Rivals such as ConnectWise (owned by Thoma Bravo), N-able (publicly traded but majority owned by Thoma Bravo and Silver Lake Management), and NinjaOne (independent but Summit Partners holds a minority stake) will see an opportunity to accelerate their MSP marketing and recruitment strategies as Kaseya focuses internally on integrating Datto. Initially, expect lot of communication from sales teams looking to capitalize on doubt in Datto’s channel. The breadth of the two portfolios means there are a number of competitors in different spaces. Acronis will no doubt be keen to promote its cybersecurity-focused MSP platform approach as a more attractive option for the MSP community, as will others such as Axcient, Commvault, Druva and many others in the backup spaces.

The problem for MSPs is migrating customers from a PSA or backup can be a difficult and disruptive process, particularly if you have a deep involvement with a vendor. While many Datto MSPs are looking at this acquisition with panic, a significant proportion will be locked into annual or multi-year deals and may balk at the idea of having to fully disengage once their renewals come up. There are already indications some of Datto’s competitors are offering to honor the remainder of those deals to incentivize MSPs to move their business over to them. Some may be persuaded to do so, but the anticipation of a mass migration may be premature. Watch this space.

The effect of uncertainty on the MSP community will drive portfolio diversification

Some providers such as ConnectWise, N-able and Acronis (as well as Kaseya and Datto) have been moving to the single platform model for some time, acquiring or building tools to gain greater wallet share with MSPs. This strategy has been driven in part by the scale of private equity investment, which has fueled much of the recent consolidation in the sector. The risk for MSPs is over-dependence on one platform or vendor.  Following Datto’s IPO some MSPs were convinced this provided greater stability, and its portfolio improvements were further indications they felt they could rely on Datto for the long term. The fact Vista Equity Partners was still a majority shareholder should have been an indication they were never really in control.

Many channel partners hear marketing from vendors which pushes this ‘one-stop shop’ mentality but are savvy enough to know the risks and prefer to buy from a broader range of vendors to minimize exposure. It also affords them the ability to pick and choose ‘best of breed’ technologies, particularly given they have choice in many areas of their tech stacks. MSPs will be especially cautious moving forward about which vendors they choose to integrate into their stacks.
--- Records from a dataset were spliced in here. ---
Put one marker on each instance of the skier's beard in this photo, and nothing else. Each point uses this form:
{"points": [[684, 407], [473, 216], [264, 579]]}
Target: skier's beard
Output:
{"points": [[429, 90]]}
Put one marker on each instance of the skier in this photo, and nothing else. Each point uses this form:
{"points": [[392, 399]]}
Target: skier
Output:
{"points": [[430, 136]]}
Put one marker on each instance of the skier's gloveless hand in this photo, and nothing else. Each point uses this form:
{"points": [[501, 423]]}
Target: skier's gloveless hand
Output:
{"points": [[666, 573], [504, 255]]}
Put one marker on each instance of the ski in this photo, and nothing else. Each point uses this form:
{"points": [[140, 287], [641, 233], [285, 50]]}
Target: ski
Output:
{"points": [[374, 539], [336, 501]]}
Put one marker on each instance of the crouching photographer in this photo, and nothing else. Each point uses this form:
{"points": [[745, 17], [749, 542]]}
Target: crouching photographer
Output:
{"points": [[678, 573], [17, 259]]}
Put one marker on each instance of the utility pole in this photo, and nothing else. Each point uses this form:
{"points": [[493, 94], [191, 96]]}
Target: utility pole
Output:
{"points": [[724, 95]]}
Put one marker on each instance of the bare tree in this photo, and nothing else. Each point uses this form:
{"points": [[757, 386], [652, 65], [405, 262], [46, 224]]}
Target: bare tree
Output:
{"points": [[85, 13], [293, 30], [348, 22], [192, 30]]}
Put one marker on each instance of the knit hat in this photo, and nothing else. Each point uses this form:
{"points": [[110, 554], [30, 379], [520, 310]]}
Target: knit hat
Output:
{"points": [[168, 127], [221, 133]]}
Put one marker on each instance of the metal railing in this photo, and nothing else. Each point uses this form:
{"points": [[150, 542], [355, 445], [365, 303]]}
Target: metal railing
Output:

The appeal of the MSP platform vendor will be less strong now as the idea of being exposed to one vendor for so much of your business makes less sense.

The hope for MSPs will be that Kaseya, and crucially its backers, take this opportunity to improve its leadership, and invest in its product portfolio, support, and integrations. But with the financial motivations and activities of some private equity investors seemingly at odds with the needs of the MSP community those hopes may be forlorn.